Some examples drawn from published and unpublished OECD material will illustrate how these norms have been applied in practice. The following paragraphs review the fiscal norms embraced in the major OECD countries.

Australia. In 1985, the Federal Government adopted a medium-term strategy to stabilize outlays, revenue, and the deficit as a proportion of GDP. This “trilogy” policy was subsequently modified by a commitment to reduce the size of the deficit in nominal terms.

Canada. The fiscal target established in the 1975 White Paper was refined in the next decade to curtail the growth in public expenditure so that it would decline relative to GNP. To accomplish this, the Government recognized, would require the year-to-year growth in expenditure to be below the rate of inflation. If this were accomplished, it was expected that the debt/GNP ratio would decline to a more acceptable level.

Denmark. A strategy calling for zero real growth in public expenditure and the gradual elimination of the deficit was adopted in the early 1980s.

France. Following a brief period of expansion when the Mitterand Government took office, the Government made a “U-turn” and moved to a more restrictive posture. By the mid-1980s, preparation of the national budget was guided by two principal constraints: that the central government deficit not exceed 3 percent of GDP and that the tax burden be lowered by 1 percent a year.

Federal Republic of Germany. Throughout the 1980s, formulation of the federal budget was influenced by efforts to curtail the deficit, restrict the growth in expenditure to approximately the growth rate of GDP, and restrain public consumption while increasing investment-related expenditure. The 1984 medium-term financial plan was based on a “consolidation strategy” that would restrict the growth of federal expenditures to 3 percent a year in current prices and cut net borrowing in half.

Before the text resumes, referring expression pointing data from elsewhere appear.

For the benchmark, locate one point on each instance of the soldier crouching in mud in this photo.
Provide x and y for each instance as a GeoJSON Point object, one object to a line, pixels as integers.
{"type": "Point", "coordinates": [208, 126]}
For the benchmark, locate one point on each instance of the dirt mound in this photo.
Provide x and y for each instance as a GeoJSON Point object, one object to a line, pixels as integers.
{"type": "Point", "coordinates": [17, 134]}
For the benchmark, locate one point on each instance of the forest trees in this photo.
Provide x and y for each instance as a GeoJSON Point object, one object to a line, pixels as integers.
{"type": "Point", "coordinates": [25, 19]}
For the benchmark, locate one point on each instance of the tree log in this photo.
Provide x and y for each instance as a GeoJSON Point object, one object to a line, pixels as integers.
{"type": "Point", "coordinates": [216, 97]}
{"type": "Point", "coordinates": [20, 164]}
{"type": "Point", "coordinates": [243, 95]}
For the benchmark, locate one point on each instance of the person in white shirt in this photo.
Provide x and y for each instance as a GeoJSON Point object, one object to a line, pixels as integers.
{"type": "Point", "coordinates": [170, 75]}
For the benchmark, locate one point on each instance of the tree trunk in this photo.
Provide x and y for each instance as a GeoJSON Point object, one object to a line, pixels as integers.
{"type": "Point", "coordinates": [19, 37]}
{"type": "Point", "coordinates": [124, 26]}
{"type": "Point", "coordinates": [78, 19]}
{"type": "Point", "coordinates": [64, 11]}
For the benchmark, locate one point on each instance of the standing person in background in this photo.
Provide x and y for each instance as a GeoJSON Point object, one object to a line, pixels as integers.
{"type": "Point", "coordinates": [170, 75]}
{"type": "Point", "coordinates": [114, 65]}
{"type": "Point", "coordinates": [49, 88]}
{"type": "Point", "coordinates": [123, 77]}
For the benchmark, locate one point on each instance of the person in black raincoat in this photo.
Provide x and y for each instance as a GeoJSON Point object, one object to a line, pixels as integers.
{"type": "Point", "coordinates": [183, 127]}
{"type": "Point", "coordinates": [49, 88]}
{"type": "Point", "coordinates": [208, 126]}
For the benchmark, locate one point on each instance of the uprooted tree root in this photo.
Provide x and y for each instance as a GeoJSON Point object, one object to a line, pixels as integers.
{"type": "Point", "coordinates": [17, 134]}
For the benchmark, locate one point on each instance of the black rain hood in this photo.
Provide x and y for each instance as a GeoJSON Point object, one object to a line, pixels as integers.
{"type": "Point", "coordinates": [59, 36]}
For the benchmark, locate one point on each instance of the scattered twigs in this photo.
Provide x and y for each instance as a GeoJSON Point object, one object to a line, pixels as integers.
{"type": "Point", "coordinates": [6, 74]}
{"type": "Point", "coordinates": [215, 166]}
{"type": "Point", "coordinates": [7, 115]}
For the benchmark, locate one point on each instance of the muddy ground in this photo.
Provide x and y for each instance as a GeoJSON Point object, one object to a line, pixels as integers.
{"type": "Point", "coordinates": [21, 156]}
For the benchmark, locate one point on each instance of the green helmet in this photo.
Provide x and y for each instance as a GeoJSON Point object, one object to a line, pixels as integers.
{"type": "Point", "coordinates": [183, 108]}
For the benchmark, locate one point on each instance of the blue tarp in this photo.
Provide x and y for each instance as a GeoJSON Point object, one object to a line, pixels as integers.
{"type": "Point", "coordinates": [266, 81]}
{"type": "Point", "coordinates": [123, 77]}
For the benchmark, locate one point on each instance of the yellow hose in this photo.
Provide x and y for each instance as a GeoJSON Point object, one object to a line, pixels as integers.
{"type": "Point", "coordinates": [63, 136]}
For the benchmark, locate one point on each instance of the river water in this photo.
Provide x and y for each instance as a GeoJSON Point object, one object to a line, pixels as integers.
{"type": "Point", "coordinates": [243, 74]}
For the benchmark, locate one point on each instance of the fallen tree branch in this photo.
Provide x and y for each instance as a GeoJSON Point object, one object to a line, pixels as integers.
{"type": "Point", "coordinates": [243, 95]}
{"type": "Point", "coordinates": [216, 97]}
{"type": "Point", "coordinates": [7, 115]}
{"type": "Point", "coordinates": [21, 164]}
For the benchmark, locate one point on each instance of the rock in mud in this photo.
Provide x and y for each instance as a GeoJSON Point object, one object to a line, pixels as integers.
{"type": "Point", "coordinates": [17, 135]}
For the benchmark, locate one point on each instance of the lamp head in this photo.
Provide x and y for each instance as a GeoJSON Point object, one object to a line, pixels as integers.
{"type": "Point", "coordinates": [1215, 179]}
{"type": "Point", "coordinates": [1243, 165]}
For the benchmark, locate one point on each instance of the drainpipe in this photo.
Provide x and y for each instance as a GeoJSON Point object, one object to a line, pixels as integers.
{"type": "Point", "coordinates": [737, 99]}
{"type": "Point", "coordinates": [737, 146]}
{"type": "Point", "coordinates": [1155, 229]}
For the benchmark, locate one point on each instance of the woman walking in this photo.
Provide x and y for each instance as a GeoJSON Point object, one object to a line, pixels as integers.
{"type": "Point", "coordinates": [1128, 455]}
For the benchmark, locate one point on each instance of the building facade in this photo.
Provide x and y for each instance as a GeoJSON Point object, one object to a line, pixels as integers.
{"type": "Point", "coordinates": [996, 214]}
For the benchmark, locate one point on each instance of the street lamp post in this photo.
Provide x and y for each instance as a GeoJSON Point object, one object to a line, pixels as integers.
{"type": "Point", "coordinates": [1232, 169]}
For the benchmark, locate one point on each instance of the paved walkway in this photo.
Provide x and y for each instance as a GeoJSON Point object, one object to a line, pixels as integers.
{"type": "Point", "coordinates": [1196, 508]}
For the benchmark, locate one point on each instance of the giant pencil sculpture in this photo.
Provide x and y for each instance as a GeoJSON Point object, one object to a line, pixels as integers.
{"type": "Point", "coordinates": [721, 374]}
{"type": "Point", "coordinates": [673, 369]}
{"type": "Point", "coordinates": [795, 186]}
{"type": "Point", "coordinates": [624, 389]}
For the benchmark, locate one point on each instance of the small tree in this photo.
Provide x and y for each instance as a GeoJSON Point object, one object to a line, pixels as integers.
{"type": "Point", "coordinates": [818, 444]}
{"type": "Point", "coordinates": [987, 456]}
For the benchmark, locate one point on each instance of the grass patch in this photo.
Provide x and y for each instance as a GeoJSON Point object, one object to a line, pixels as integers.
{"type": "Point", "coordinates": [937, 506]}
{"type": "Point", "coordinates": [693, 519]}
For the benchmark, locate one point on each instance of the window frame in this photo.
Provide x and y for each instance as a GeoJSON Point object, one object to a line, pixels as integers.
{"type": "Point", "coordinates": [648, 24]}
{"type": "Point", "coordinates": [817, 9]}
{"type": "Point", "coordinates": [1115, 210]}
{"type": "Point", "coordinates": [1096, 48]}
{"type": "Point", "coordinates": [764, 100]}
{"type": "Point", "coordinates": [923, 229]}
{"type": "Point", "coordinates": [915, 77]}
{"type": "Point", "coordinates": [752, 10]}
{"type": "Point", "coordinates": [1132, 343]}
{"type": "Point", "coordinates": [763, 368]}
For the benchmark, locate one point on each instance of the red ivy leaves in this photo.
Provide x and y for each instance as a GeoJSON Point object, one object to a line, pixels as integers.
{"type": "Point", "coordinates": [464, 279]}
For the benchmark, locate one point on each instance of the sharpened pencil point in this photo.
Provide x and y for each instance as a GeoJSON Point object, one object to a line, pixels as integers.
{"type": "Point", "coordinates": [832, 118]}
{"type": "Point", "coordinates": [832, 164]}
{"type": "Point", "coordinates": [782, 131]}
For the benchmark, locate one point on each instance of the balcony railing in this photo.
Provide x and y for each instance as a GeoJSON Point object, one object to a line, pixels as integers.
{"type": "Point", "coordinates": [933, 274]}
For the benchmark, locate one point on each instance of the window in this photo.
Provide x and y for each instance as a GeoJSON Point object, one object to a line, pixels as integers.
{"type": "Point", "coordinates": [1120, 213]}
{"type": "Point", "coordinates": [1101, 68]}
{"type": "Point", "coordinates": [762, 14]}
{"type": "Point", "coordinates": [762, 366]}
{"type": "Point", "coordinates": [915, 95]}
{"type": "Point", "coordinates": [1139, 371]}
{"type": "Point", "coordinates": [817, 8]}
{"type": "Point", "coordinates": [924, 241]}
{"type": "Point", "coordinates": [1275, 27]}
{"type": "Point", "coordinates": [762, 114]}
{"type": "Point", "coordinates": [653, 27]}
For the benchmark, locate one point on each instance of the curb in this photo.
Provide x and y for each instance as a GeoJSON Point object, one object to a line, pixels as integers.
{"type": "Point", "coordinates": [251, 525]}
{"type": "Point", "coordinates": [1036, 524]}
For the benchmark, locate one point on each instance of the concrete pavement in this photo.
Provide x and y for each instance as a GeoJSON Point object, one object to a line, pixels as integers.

Italy. Owing to the massive public deficit, emphasis was placed on stabilizing the public sector borrowing requirement (PSBR) that covers all levels of governments. However, the PSBR often overran its target in the 1980s, forcing frequent adjustments in this fiscal norm.

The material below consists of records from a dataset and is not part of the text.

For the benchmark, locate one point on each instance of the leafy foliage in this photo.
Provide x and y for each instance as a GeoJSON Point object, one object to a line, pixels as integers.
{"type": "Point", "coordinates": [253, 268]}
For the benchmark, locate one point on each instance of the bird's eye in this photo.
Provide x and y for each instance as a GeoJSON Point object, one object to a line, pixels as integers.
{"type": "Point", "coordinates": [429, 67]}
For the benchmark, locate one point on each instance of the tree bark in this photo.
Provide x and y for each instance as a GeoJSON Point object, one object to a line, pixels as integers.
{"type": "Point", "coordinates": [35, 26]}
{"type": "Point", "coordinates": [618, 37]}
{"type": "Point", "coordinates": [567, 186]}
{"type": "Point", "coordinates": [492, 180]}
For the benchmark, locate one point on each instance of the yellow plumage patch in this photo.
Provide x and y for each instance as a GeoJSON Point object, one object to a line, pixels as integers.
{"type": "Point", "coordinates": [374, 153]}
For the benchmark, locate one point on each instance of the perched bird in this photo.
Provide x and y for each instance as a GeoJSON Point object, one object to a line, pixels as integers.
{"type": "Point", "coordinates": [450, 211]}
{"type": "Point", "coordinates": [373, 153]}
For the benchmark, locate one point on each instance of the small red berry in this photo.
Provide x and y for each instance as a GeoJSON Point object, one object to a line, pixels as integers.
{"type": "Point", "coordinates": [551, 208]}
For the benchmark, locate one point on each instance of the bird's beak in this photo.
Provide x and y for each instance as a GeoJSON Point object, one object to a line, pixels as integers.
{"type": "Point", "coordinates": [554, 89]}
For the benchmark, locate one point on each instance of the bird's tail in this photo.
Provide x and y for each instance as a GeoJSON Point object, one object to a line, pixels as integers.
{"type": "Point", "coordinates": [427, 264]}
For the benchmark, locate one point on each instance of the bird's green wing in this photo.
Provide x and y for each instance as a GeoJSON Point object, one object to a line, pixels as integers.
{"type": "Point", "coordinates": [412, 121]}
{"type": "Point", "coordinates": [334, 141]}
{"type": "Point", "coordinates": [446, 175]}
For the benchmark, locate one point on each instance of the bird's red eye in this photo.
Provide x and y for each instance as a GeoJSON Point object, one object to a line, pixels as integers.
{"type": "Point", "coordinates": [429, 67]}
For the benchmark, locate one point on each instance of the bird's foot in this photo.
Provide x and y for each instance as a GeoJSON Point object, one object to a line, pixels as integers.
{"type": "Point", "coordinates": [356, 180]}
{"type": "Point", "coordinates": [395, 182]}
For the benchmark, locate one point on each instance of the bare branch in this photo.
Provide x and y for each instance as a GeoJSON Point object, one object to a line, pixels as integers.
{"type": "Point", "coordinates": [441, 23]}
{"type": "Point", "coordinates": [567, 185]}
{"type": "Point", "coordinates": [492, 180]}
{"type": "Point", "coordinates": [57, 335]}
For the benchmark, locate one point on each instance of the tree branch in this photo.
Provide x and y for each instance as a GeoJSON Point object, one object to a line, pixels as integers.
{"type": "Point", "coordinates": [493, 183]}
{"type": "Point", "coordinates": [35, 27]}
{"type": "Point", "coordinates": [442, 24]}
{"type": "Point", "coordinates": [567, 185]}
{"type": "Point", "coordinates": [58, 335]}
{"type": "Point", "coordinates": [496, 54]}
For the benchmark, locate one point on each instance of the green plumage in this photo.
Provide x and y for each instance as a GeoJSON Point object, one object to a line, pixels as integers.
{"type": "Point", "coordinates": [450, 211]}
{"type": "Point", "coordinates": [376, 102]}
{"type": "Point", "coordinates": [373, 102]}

Japan. The 1982 report of the Administrative Reform Commission urged that the ratio of general expenditure to GNP (excluding interest payments) be stabilized. The Commission noted that although the tax burden would have to rise, it should be kept much lower than that of European countries. The Government’s “Outlook and Guidelines for the Economy and Society in the 1980s,” presented in 1983, called for phasing out deficit-financing bonds.

Sweden. With central government budget deficits exceeding 10 percent of GNP, the Government adopted a medium-term strategy in 1984 to reduce the deficit to no more than 4–5 percent by the end of the decade while keeping the tax/GNP ratio approximately constant. This norm implied a reduction in public expenditure relative to GNP.

United Kingdom. In the 1980s, the medium-term financial strategy, which accompanies the annual budget, has established objectives for the PSBR. The PSBR covers central government, local authorities, and the net lending of public enterprises. In general, the medium-term financial strategy indicated a PSBR that declined from more than 5 percent of GDP at the start of the decade to only 2 percent in 1985/86.


The policy norms outlined in the preceding paragraphs represent much more than a determination to stabilize or reduce public expenditure and the deficit. They also reflect a fundamental reorientation in the budget’s role in economic policy. In lieu of the use of the budget to steer the economy as was paramount during postwar Keynesianism, the budget reverted in the 1980s to its old-fashioned task of balancing revenues and expenditures and determining the amounts to be spent by public programs and agencies. This reorientation has inevitably meant less attention to active fiscal policy as a means of influencing short-term economic conditions. Part of the reason for deemphasizing short-term results is that the large automatic component in the budget (principally, mandatory transfer payments) makes it exceedingly difficult to adjust budget policy to cyclical swings in the economy.

Governments in the 1980s lost confidence in interventionist fiscal policy. The prevailing attitude came to be that the national budget cannot effectively remedy economic ills unless it is first restored to health, that is, unless the deficit and expenditure growth are reduced to more acceptable levels. Budget norms have thus become more insular and limited: the primary objective of the budget process should be to manage expenditures within fixed targets. Of course, both revenue and expenditure remain highly sensitive to changes in economic conditions; hence, contemporary governments cannot be completely indifferent to the impacts of their budget actions on the economy.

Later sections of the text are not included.